Construire une véritable filière de production de SAF

La négociation menée vendredi a notamment permis l’adoption d’un projet de règlement « Refuel EU aviation », sur les carburants destinés au transport aérien. Un règlement qui inscrit par exemple l’obligation pour les fournisseurs de carburant d’aviation de veiller à ce que tout le carburant mis à la disposition des exploitants d’aéronefs dans les aéroports de l’UE contienne une part minimale de SAF à partir de 2025 et, à partir de 2030, une part minimale de carburants synthétiques, les deux parts augmentant progressivement jusqu’en 2050. Le compromis adopté vendredi, « tout en reconnaissant pleinement l’hydrogène d’origine nucléaire, donne le cadre ambitieux pour la décarbonation du secteur aérien« , a indiqué Mme Pannier-Runacher.

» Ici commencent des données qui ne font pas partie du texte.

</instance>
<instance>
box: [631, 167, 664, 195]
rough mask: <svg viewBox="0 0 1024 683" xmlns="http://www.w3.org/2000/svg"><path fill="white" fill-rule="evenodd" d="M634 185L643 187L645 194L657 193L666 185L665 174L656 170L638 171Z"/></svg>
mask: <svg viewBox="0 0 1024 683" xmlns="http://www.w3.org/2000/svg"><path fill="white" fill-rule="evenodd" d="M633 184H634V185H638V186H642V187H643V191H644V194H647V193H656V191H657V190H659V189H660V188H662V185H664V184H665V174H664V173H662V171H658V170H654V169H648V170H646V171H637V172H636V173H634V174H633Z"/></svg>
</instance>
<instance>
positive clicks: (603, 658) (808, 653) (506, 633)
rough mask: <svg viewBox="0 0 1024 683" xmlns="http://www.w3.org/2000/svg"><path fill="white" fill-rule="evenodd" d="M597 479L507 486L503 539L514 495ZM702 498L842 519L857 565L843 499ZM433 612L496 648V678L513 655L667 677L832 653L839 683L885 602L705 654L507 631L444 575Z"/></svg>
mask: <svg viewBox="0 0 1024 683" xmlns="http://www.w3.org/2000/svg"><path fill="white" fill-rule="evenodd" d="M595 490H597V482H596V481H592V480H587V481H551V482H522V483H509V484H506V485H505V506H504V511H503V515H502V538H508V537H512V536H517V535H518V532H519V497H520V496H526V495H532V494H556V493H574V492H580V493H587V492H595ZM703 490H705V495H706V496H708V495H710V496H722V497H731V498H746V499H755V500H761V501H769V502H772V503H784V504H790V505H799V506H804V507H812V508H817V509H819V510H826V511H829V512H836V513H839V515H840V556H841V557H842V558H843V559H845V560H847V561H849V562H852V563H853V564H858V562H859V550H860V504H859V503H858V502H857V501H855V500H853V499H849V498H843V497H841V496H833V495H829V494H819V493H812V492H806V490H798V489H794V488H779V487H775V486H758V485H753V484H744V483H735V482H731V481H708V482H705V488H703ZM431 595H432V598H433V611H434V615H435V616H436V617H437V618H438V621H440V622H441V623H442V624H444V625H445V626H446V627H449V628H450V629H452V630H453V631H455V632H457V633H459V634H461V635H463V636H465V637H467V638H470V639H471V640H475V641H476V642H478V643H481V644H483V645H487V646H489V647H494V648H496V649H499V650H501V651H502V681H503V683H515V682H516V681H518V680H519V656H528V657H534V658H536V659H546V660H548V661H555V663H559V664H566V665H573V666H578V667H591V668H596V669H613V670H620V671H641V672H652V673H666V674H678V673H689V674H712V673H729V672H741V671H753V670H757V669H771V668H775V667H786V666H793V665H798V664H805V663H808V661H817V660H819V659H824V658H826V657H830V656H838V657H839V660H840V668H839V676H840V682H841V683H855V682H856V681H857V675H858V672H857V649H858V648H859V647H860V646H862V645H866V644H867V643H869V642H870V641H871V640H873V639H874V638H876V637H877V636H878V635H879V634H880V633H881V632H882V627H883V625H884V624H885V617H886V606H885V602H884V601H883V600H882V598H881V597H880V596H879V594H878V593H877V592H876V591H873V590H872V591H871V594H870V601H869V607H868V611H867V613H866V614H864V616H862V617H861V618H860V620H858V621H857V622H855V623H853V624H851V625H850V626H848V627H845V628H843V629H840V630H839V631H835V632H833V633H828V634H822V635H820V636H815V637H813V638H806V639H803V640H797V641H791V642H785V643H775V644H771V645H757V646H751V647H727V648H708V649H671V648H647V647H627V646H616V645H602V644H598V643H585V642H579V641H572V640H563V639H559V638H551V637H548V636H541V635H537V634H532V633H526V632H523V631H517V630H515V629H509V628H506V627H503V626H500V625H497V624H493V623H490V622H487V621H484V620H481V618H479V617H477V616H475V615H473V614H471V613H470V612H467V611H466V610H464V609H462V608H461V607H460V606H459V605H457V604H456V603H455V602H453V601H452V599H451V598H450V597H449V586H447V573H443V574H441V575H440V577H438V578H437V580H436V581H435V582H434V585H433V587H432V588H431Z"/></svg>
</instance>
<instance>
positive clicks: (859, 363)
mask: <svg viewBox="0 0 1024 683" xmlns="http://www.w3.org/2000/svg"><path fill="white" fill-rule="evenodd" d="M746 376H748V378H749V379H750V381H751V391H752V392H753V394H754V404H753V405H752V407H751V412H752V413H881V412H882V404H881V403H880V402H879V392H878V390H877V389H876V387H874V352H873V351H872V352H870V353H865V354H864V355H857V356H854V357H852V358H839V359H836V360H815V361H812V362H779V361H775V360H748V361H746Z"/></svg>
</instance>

Elle a souligné que ce texte était « attendu« , au lendemain d’annonces par l’Élysée d’un plan d’aide de 2,2 milliard d’euros pour développer un avion « zéro émission » en France.

Enfin, concernant le secteur agricole, « la France a obtenu hier des garanties de la Commission concernant les usines d’ammoniac qui s’engagent dans des investissements de décarbonation« , a souligné la ministre. La matière première principale des engrais azotés, comme l’ammoniac, est le gaz naturel.

Ces textes doivent encore être entérinés lundi lors d’un conseil de l’énergie réunissant les ministres européens à Luxembourg, qui abordera aussi la très attendue réforme du marché européen de l’électricité. Si les discussions se poursuivent sur de nombreux points techniques relatifs à cette réforme qualifiée de « point central » de la réunion par le cabinet de la ministre française, notamment sur les mécanismes européens en cas de crise énergétique, la France espère l’adoption lundi d’une « orientation générale » sur ce texte.